In this lesson, we’ll discover that the greatest way we can follow Christ’s example is by serving others in love and with a humble heart.

Key Verse

Philippians 2:5: In your relationships with one another, have the same mindset as Christ Jesus.

Introduction

We have been called by Christ to show God’s love by sacrificial service. Our flesh wants to have power and influence over other people. Our flesh wants special privileges and honors. But the work of God’s Spirit in our lives should produce the desire to be more like Christ in His humility and servanthood.

Even Jesus’ own disciples struggled with this desire for position and power. They had walked with Jesus for three years, witnessed His miracles, and heard His teachings, yet they still argued among themselves about who would be greatest in God’s kingdom. On one occasion, James and John even asked Jesus if they could sit at His right and left hand in His glory.
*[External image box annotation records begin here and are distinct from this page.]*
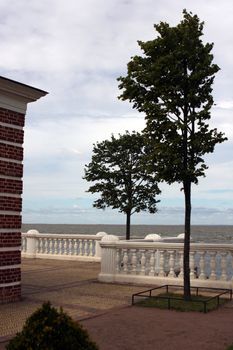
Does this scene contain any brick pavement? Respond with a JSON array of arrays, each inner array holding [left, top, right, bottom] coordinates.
[[0, 259, 141, 349], [0, 259, 233, 350]]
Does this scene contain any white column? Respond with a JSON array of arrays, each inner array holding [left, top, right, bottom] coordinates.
[[98, 235, 119, 282]]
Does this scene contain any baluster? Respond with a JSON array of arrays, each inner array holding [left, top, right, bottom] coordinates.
[[57, 238, 63, 255], [84, 239, 89, 256], [131, 249, 137, 275], [68, 238, 73, 255], [73, 238, 78, 255], [116, 248, 120, 273], [209, 252, 217, 280], [36, 238, 39, 254], [60, 238, 65, 255], [189, 252, 196, 279], [140, 249, 146, 275], [79, 238, 84, 255], [220, 252, 227, 281], [38, 238, 42, 253], [198, 252, 206, 280], [123, 249, 129, 273], [43, 238, 49, 254], [178, 252, 184, 278], [159, 250, 165, 277], [63, 238, 67, 255], [149, 249, 155, 276], [48, 238, 53, 254], [168, 250, 176, 277]]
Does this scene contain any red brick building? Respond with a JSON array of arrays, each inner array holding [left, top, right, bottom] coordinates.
[[0, 76, 47, 303]]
Their mother joined them in this request, hoping to secure places of honor for her sons.

Matthew 20:20-21: Then the mother of Zebedee’s sons came to Jesus with her sons and, kneeling down, asked a favor of him. “What is it you want?” he asked. She said, “Grant that one of these two sons of mine may sit at your right and the other at your left in your kingdom.”

When the other disciples heard about this request, they became angry—not because James and John were wrong to seek positions of honor, but because they wanted those positions for themselves! This revealed that all the disciples were thinking about greatness in worldly terms.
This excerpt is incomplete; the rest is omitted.